I wanted root to require a key, but I did not want to disable password login for all users. That distinction matters. Setting PasswordAuthentication no globally would block password authentication for everyone.
The final SSH configuration was:
PubkeyAuthentication yes
PasswordAuthentication yes
KbdInteractiveAuthentication yes
PermitRootLogin prohibit-password
That gives the desired behavior:
- root can log in with a key
- root cannot log in with a password
- normal users can still use passwords
I tested root password login explicitly, and it failed as expected.
I also installed Fail2Ban. It immediately started banning IPs trying to brute-force SSH. That was not surprising. Any public VPS gets scanned constantly.
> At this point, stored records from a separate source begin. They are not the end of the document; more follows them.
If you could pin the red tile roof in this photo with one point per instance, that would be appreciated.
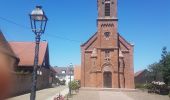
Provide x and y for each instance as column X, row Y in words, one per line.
column 25, row 52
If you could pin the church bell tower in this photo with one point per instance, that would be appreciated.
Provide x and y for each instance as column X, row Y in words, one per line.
column 107, row 23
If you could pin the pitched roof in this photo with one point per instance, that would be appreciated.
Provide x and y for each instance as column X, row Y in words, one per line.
column 25, row 52
column 94, row 35
column 5, row 47
column 60, row 69
column 139, row 72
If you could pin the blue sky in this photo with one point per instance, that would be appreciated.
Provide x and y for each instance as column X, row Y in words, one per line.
column 145, row 23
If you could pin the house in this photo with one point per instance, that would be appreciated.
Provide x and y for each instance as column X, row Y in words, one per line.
column 64, row 73
column 107, row 57
column 141, row 77
column 77, row 72
column 23, row 72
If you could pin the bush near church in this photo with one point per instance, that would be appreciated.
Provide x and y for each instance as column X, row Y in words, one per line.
column 158, row 87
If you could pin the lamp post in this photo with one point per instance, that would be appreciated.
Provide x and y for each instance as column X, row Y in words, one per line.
column 71, row 65
column 38, row 21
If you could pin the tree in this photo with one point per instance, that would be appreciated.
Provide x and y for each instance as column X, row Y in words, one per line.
column 154, row 71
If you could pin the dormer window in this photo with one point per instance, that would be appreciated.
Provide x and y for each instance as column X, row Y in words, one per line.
column 107, row 9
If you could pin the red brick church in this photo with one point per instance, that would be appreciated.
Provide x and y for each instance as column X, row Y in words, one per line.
column 107, row 58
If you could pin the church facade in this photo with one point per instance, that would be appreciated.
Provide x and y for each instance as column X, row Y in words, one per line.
column 107, row 58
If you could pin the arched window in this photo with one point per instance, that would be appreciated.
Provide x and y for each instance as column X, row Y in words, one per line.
column 107, row 9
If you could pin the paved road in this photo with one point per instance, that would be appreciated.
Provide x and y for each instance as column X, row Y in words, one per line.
column 110, row 95
column 42, row 94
The difference is that now root password login is dead, and repeated attackers get banned.
What Broke
The upgrade itself was successful, but several things needed attention:
- stale nginx hosts
- broken Certbot renewal configuration
- Quassel certificate handling
- old PageSpeed nginx module
- leftover PageSpeed directives
- logrotate permissions
- Dovecot 2.4 config incompatibility
- Tailscale DNS residue
- Docker/containerd stale runtime state
- external repositories needing careful reintroduction
- SSH security cleanup
None of these were exotic. They were exactly the kind of boring, accumulated server issues that only show up during a major upgrade.
What Worked
The staged approach worked.
The snapshot mattered. The VNC/rescue access mattered. Disabling third-party repositories mattered. Doing apt upgrade --without-new-pkgs before apt full-upgrade mattered. Testing services before reboot mattered. Reintroducing repositories one at a time mattered.
Most importantly, I did not treat the server like a lab machine. This was a production-ish VPS full of unrelated services, and the upgrade had to respect that.
Final State
The server ended up on Debian 13.4, running the Debian 13 kernel, with the main services alive:
- CloudPanel
- nginx
- MySQL/Percona
- Docker
- Portainer
- PostgreSQL
- Node.js
- GitHub CLI
- Tailscale
- Quassel
- Certbot
- Fail2Ban
Dovecot was removed because it was not needed. PageSpeed was disabled because the old nginx module was not worth saving. Tailscale DNS was disabled because the VPS should not depend on MagicDNS for normal public resolution. Docker was brought back after some runtime cleanup pain.
It was not a clean upgrade in the blog-post sense. It was a real one.
And honestly, that is the useful lesson: the commands are only half the upgrade. The other half is knowing which breakages matter, which ones are old garbage finally surfacing, and which ones should be left alone until the machine is stable again.